Vier Polysaccharide, die in Goji-Beeren entdeckt wurden, sind in keiner anderen Frucht gefunden worden. Die Goji-Polysaccharide fördern die Produktion des menschlichen Wachstumshormons (HGH), das den Muskelaufbau und die Reparatur von Hautzellen unterstützt. Der LBP-Polysaccharidkomplex, der nur in Goji-Beeren vorkommt, hat sich als starker Sekretgeber erwiesen – eine Substanz, die die Sekretion des menschlichen Wachstumshormons (HGH) durch die Hypophyse stimuliert.

Eine Forschungsstudie in China zeigte, dass das LBP-Polysaccharid die Proliferation von Stammzellen erleichtert und die Anzahl der Monozyten im Knochenmark erhöht. Das LBP-Polysaccharid unterstützt die Umwandlung der Monozyten in gereifte Leukozyten.

B steht für Blutdruck.

Das Ziel für die meisten Menschen liegt bei 130/80. Hoher Blutdruck kann Herzinfarkt, Schlaganfall und Nierenerkrankungen verursachen.

„C steht für Cholesterin.

Schlechtes Cholesterin (LDL) kann oxidieren und Blutgefäße verstopfen, was zu Herzinfarkt oder Schlaganfall führen kann. Gutes Cholesterin (HDL) hilft, das schlechte Cholesterin zu senken. Das Ziel für die meisten Menschen ist LDL unter 100 und HDL über 40.

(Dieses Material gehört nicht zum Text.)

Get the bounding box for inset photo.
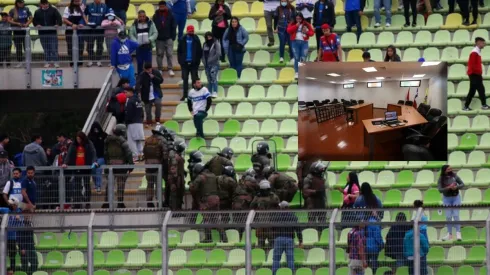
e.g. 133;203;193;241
298;62;448;161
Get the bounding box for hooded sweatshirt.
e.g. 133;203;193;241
23;142;48;167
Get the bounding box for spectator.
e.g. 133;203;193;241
153;1;177;76
385;212;412;268
385;45;402;62
32;0;63;68
403;226;429;275
374;0;391;28
221;17;248;77
209;0;231;62
0;12;12;68
124;87;145;162
105;0;130;22
171;0;192;40
287;13;315;79
177;25;202;101
437;165;464;241
88;121;107;193
339;172;361;226
63;0;88;67
318;24;342;62
296;0;315;24
463;37;490;111
22;135;48;167
272;201;303;275
313;0;335;50
344;0;364;42
347;224;368;275
0;168;22;205
259;0;280;47
129;10;158;74
101;12;123;58
274;0;296;63
0;135;10;150
21;166;37;211
202;32;221;98
111;31;138;87
107;78;131;124
136;63;163;126
63;131;97;209
9;0;32;68
187;79;212;139
0;149;12;207
85;0;112;67
362;51;375;62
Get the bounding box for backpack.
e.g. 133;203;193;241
366;218;384;254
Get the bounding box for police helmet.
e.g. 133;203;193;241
223;166;235;178
257;141;269;155
310;161;327;177
221;147;233;159
112;124;126;137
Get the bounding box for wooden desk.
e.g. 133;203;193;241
347;103;374;123
362;106;427;160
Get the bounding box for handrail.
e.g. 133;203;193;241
82;69;114;135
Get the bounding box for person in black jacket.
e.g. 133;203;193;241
136;63;163;126
88;121;107;193
153;1;177;76
105;0;129;24
313;0;335;51
177;25;202;101
385;212;412;267
32;0;63;68
124;87;145;162
63;131;97;209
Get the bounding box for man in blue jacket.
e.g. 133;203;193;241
111;31;138;87
85;0;113;67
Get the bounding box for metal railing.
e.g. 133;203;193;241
0;207;490;275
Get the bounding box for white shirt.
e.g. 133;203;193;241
187;87;211;115
3;179;23;201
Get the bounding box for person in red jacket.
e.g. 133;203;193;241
463;37;489;111
287;12;315;79
317;24;342;62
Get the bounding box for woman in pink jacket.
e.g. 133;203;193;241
287;12;315;79
101;13;123;61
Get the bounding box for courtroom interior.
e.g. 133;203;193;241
298;62;448;161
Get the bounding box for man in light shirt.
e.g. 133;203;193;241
187;78;212;139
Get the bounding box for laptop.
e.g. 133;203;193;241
384;112;400;125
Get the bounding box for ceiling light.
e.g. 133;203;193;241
422;61;441;67
362;67;378;73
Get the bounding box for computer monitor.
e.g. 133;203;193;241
385;112;398;121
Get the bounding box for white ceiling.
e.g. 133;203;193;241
299;62;447;84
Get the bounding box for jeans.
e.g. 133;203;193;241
442;195;461;234
92;158;105;188
345;11;362;42
194;111;208;138
136;47;151;75
205;65;219;94
278;32;293;58
374;0;391;24
272;237;294;275
145;98;162;123
228;49;245;78
39;34;58;62
291;40;308;72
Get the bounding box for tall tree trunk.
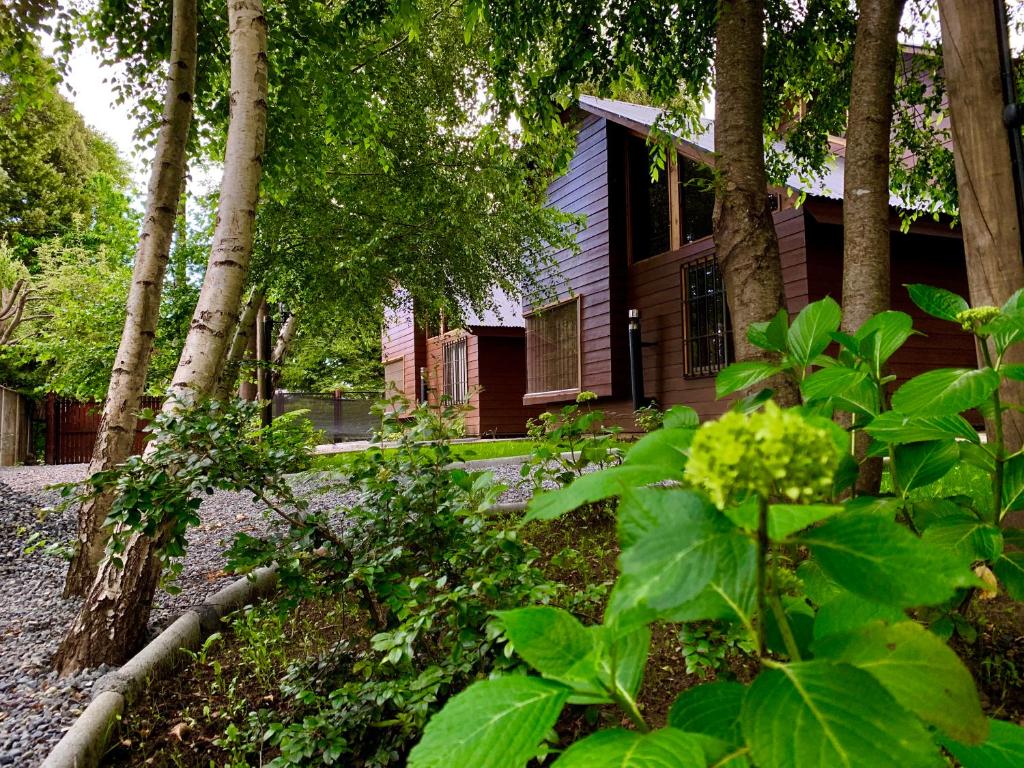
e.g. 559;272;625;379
216;288;263;400
65;0;197;597
714;0;799;404
54;0;267;674
939;0;1024;452
843;0;905;493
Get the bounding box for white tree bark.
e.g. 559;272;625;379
65;0;197;597
55;0;267;674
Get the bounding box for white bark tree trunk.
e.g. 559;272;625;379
55;0;267;674
65;0;197;597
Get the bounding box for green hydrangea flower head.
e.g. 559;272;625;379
956;306;1002;331
686;401;840;508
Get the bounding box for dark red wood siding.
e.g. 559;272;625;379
381;309;427;402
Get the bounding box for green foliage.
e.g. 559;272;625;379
521;392;623;490
216;398;585;766
410;287;1024;768
63;399;315;562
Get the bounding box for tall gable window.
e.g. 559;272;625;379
626;135;715;263
677;155;715;243
526;297;580;394
441;336;469;403
682;256;734;378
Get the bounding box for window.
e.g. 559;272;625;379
677;155;715;243
441;336;469;403
627;136;672;262
526;298;580;393
384;357;406;395
683;256;734;378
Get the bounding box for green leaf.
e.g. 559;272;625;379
409;675;569;768
854;310;913;371
662;406;700;429
608;492;750;615
623;424;694;472
800;367;867;400
715;360;782;397
740;660;937;768
786;296;843;366
992;552;1024;600
906;283;971;323
797;514;976;607
496;605;598;687
864;411;981;444
725;500;843;542
548;728;707;768
523;462;683;520
669;682;746;746
1001;454;1024;514
814;592;906;640
942;719;1024;768
814;622;988;743
922;512;1002;563
893;440;959;496
892;368;999;416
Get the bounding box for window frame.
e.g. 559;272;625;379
622;130;714;266
679;257;735;379
441;332;470;406
523;294;583;404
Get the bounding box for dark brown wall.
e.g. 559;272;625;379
807;201;977;381
381;309;427;402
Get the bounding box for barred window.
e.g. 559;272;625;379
683;256;734;378
526;297;580;394
384;357;406;395
441;336;469;403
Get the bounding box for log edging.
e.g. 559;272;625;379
42;567;278;768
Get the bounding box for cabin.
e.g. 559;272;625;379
382;292;544;437
383;91;976;435
522;96;976;429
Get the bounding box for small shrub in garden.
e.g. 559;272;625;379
409;286;1024;768
522;392;623;489
225;401;581;766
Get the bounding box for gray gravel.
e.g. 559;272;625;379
0;464;529;766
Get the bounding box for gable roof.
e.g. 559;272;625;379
579;96;897;208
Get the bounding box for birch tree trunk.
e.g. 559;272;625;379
54;0;267;675
939;0;1024;453
65;0;197;597
216;288;263;400
843;0;905;493
714;0;799;404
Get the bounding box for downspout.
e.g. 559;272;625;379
993;0;1024;259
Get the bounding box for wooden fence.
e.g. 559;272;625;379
44;394;161;464
0;387;32;467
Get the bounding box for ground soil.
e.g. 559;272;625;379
104;508;1024;768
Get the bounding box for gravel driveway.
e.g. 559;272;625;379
0;464;540;766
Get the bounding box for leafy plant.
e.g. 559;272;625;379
409;309;1024;768
224;398;581;766
521;392;623;490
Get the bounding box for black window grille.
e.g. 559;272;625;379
683;256;734;378
441;336;469;403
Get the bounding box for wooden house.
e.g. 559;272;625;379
383;293;544;437
523;96;975;427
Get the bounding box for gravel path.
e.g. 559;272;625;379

Goji enthält Eta-Sitosterin, das nachweislich den Cholesterinspiegel senkt. Seine Antioxidantien halten das Cholesterin davon ab, zu oxidieren und arterielle Plaques zu bilden. Goji erhöht die körperliche Belastbarkeit, Ausdauer und Ausdauer. Es hilft auch bei der Beseitigung von Müdigkeit, besonders wenn es von einer Krankheit eingenommen wird.